(Reuters) - Japan's economy shrank a record 4.0 percent in the first quarter as domestic demand and investment buckled, threatening to crush any export-led rebound later this year.
The data did add to growing evidence that global trade may have bottomed out in the first quarter. Net exports proved to be less of a drag on the world's second-largest economy than in the previous three months, and companies ran down inventory.
While that lent support to the growing chorus of forecasts that the global economy was pulling out of the dive triggered by the financial crisis, there were grim signals on the outlook for Japan, where GDP is shrinking twice as fast as in the United States.

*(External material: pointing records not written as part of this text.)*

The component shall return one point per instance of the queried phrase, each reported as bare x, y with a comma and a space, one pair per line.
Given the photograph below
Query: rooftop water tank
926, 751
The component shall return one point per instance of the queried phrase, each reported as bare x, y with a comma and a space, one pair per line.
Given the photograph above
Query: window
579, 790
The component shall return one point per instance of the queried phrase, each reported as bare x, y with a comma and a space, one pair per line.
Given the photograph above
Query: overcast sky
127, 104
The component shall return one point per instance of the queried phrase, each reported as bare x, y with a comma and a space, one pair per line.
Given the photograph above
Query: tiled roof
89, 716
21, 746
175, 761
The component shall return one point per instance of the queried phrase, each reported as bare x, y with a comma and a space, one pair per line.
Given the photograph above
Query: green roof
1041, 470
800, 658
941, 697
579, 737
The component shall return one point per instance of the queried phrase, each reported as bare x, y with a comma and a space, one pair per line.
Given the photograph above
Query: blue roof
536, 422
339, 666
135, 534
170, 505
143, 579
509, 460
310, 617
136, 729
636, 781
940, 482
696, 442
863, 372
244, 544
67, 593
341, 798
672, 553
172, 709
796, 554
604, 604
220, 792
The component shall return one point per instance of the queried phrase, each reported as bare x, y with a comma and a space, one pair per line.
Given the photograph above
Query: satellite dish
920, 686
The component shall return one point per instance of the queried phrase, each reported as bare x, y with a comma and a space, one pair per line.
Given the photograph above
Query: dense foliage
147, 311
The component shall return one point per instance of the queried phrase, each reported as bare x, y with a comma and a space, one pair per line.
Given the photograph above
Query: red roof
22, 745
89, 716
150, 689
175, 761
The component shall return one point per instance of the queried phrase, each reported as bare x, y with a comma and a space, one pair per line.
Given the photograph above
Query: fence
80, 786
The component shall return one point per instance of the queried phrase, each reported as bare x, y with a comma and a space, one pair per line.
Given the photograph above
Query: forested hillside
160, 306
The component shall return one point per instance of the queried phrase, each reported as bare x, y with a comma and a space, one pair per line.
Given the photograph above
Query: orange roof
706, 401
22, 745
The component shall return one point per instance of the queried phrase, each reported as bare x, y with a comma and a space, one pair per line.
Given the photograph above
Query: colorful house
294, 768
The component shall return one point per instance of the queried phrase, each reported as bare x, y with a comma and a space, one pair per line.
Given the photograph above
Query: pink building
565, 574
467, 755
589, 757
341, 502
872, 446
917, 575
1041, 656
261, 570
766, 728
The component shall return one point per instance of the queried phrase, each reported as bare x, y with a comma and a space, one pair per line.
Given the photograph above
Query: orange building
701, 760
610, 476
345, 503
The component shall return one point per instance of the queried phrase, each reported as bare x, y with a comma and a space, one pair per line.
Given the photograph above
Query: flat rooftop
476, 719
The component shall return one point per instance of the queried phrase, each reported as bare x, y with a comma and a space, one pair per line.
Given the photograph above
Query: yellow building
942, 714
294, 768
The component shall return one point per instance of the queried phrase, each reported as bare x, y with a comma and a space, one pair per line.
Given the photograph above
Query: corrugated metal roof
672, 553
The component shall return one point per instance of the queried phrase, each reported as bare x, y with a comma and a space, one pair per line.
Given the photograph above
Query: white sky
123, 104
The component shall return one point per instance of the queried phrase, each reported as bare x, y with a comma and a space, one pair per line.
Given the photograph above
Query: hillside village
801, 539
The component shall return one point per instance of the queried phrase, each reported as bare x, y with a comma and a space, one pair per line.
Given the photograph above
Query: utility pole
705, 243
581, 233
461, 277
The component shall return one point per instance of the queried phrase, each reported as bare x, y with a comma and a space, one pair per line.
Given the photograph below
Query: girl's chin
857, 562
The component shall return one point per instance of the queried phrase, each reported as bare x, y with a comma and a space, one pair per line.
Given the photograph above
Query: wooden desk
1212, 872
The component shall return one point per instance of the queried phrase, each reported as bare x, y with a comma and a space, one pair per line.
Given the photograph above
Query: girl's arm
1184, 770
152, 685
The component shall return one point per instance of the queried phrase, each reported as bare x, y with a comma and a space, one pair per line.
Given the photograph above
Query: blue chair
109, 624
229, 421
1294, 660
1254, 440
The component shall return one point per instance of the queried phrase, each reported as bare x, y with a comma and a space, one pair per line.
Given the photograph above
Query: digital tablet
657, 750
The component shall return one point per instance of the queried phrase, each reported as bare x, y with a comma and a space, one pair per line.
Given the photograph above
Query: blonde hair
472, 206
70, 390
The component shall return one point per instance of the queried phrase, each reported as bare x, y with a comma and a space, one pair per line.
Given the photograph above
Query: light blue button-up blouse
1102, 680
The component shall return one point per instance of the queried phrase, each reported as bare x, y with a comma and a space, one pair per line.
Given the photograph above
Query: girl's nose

The GDP contraction was slightly less the 4.2 percent median forecast in a Reuters poll, but private consumption and capital spending fared worse than analysts had expected.
Private consumption dropped 1.1 percent, compared with 0.8 percent in the previous quarter. The forecast was for a decline 0.9 percent. Capital spending shrank 10.4 percent versus 6.7 percent in the previous three months and an 8.1 percent forecast.
"Weaker-than-expected figures for capex and private consumption suggest the negative impact from the export plunge is spreading to domestic demand," said economist Hiroshi Shiraishi at BNP Paribas.
"As such, the Japanese economy may return to growth temporarily but it could suffer a contraction again afterwards."